PaddleOCR	`--ocr-backend paddle-ocr`	bundled (ONNX Runtime)	Strong on Asian scripts. Not available on WASM or Windows.
EasyOCR	`--ocr-backend easyocr`	Python binding (`pip install kreuzberg[easyocr]`)	Heavier model. CUDA accel via `easyocr_kwargs={"gpu": True}`.
VLM (vision)	layout + a multimodal LLM via config	configured per backend	Use when OCR fails on dense or handwritten layouts.

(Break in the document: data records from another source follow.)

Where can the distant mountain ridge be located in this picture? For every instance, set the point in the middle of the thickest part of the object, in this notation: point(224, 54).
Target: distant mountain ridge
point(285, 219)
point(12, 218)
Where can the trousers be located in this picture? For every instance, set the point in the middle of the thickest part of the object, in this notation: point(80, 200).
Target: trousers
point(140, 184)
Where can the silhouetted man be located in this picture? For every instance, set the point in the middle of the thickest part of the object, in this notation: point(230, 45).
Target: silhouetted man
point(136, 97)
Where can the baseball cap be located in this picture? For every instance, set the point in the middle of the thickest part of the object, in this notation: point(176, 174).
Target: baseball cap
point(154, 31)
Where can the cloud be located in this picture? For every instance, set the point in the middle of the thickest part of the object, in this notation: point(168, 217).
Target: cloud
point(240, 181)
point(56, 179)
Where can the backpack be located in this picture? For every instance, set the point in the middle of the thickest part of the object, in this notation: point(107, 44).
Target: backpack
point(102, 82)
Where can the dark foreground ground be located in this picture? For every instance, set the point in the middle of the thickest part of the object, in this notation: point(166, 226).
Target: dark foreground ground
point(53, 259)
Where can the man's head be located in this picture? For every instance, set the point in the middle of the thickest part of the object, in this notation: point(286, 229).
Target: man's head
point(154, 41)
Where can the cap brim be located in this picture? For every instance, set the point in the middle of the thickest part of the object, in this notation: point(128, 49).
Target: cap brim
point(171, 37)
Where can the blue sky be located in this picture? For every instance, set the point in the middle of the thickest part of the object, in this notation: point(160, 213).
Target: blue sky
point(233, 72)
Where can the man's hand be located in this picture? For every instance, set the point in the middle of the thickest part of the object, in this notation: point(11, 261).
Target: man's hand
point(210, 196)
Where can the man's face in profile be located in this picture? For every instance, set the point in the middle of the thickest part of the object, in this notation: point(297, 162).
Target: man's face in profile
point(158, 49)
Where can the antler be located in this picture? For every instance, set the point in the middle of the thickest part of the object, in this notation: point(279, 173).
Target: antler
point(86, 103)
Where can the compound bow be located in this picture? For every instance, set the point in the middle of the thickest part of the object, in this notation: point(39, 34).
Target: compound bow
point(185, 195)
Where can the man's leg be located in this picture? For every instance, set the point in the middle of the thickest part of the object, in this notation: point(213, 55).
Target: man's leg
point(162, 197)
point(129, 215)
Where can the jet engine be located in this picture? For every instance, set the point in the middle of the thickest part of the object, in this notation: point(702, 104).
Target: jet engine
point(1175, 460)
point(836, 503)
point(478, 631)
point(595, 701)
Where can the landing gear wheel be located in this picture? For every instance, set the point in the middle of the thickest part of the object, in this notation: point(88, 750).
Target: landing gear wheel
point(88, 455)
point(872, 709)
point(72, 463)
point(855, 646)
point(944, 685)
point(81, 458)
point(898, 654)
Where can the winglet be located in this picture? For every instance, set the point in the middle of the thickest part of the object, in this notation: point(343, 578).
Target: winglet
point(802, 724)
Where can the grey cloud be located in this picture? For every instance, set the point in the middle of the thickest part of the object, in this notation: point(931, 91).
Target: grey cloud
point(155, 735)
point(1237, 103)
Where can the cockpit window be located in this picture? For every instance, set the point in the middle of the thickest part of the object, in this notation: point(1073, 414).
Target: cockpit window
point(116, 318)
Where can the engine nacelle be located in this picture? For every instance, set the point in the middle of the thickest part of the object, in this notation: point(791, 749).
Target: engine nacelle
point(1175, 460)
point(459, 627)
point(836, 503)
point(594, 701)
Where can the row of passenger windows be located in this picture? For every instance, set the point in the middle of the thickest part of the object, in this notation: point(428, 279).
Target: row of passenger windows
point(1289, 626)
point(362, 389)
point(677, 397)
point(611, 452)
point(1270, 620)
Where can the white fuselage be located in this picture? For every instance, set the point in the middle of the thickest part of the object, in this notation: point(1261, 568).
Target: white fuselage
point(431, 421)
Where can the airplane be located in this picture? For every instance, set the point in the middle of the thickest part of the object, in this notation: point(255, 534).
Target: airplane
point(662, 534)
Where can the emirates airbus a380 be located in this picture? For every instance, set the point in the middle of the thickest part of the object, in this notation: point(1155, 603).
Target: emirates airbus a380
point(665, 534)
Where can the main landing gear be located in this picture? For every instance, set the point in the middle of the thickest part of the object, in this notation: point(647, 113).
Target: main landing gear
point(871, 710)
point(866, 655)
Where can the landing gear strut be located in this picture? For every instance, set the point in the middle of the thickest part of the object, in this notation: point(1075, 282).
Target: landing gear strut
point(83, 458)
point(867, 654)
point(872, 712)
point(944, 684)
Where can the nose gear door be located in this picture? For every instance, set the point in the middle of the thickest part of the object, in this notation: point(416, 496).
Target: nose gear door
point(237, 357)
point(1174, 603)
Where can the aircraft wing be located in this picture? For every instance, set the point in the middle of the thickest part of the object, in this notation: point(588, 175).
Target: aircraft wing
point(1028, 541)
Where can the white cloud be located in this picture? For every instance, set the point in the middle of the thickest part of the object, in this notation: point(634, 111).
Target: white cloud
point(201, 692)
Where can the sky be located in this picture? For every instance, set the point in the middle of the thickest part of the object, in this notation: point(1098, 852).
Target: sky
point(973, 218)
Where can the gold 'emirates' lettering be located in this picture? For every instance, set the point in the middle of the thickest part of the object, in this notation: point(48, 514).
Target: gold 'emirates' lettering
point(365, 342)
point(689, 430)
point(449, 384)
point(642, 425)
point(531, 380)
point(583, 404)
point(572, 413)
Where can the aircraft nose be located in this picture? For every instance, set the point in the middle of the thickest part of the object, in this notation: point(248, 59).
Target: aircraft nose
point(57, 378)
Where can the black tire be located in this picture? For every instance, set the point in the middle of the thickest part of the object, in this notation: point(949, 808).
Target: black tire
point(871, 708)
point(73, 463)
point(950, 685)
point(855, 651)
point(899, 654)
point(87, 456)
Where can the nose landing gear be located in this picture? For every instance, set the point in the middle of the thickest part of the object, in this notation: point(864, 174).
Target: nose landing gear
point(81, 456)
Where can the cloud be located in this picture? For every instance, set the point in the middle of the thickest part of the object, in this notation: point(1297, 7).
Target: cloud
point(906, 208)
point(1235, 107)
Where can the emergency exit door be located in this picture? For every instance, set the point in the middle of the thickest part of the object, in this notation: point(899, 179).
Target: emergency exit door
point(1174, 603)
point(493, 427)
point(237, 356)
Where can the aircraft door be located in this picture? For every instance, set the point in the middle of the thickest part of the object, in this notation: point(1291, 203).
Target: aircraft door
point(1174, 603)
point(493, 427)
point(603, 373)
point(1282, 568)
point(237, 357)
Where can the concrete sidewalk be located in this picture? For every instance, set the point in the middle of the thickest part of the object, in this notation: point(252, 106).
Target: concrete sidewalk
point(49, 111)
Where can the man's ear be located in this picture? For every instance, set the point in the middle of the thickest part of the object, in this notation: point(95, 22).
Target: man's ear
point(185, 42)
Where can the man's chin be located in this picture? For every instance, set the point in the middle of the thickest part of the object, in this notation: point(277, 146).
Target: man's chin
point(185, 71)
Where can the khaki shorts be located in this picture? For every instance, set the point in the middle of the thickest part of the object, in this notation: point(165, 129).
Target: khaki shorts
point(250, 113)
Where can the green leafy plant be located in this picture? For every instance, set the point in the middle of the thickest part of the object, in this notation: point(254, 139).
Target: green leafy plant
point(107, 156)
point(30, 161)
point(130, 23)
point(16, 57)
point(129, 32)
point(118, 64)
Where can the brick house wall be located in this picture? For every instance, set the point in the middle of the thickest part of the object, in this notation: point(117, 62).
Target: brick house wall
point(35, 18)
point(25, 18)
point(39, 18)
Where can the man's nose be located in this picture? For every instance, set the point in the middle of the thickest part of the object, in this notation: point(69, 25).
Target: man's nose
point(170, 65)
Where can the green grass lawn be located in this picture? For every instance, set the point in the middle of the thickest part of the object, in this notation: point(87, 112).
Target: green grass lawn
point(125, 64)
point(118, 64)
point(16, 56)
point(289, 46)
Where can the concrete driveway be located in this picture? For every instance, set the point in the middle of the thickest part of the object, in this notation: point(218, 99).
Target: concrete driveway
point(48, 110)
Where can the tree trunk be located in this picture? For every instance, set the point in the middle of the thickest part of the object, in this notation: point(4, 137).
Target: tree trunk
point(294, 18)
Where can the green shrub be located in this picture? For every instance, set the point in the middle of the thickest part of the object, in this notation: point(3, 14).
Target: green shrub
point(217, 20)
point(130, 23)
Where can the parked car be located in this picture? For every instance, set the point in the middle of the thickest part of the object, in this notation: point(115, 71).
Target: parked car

Pick Tesseract first. Switch only when accuracy is unacceptable.

Language packs

Tesseract uses ISO 639-2 codes. Default is eng. Combine with +:

kreuzberg extract menu.jpg --ocr=true --ocr-language "eng+deu"
kreuzberg extract bilingual.pdf --ocr-language "eng+jpn"
kreuzberg extract any.pdf --ocr-language all   # all installed packs

Install missing packs at the OS level:

# macOS
brew install tesseract-lang

# Debian/Ubuntu
sudo apt install tesseract-ocr-deu tesseract-ocr-jpn tesseract-ocr-fra

# Specific lang only
sudo apt install tesseract-ocr-<iso639-2>

Kreuzberg fails fast with a helpful error if you request a language pack that is not installed. Read the error — it names the missing file.

Useful flags

--ocr=true — enable OCR (auto-enabled for images and scanned PDFs).
--force-ocr=true — OCR every page even if a text layer exists.
--disable-ocr=true — never OCR (extract embedded text only or fail).
--ocr-language <lang> — single code or +-joined list, or all.
--ocr-backend <tesseract|paddle-ocr|easyocr> — pick backend.
--ocr-auto-rotate=true — pre-rotate via the auto-rotate model.
--acceleration <cpu|coreml|cuda|tensorrt|auto> — ONNX accelerator for paddle-ocr / auto-rotate / layout models.

Performance tips

Cache is on by default. Repeated extraction of the same file + config is instant. Do not pass --no-cache=true unless you have a reason.
For batch OCR, use kreuzberg batch *.pdf --ocr=true — internal worker pool parallelizes across CPU cores. Cap with --max-concurrent N if memory is tight.
Raise --target-dpi (default 300) only for low-resolution scans. Higher DPI is slower; 200 is usually enough for printed text.
Enable --ocr-auto-rotate=true only when pages may be rotated; the classifier adds latency.
On Apple Silicon, --acceleration coreml typically beats CPU for paddle-ocr and layout detection.

Config file alternative

Long flag chains belong in kreuzberg.toml — auto-discovered from cwd upward.

force_ocr = true
output_format = "markdown"

[ocr]
backend = "tesseract"
language = "eng+deu"
auto_rotate = true

Then just run:

kreuzberg extract document.pdf

Common failure modes

"missing tessdata" — install the language pack at OS level (see above).
Empty content on a scanned PDF without --force-ocr — the file has a bogus zero-width text layer. Re-run with --force-ocr=true.
OCR on a rotated page — add --ocr-auto-rotate=true or pre-rotate.
Garbled CJK output — ensure the right language pack is installed and passed via --ocr-language; consider paddle-ocr for Chinese/Japanese.

See references/cli-reference.md and references/configuration.md in the sibling kreuzberg skill for the full flag and config schema.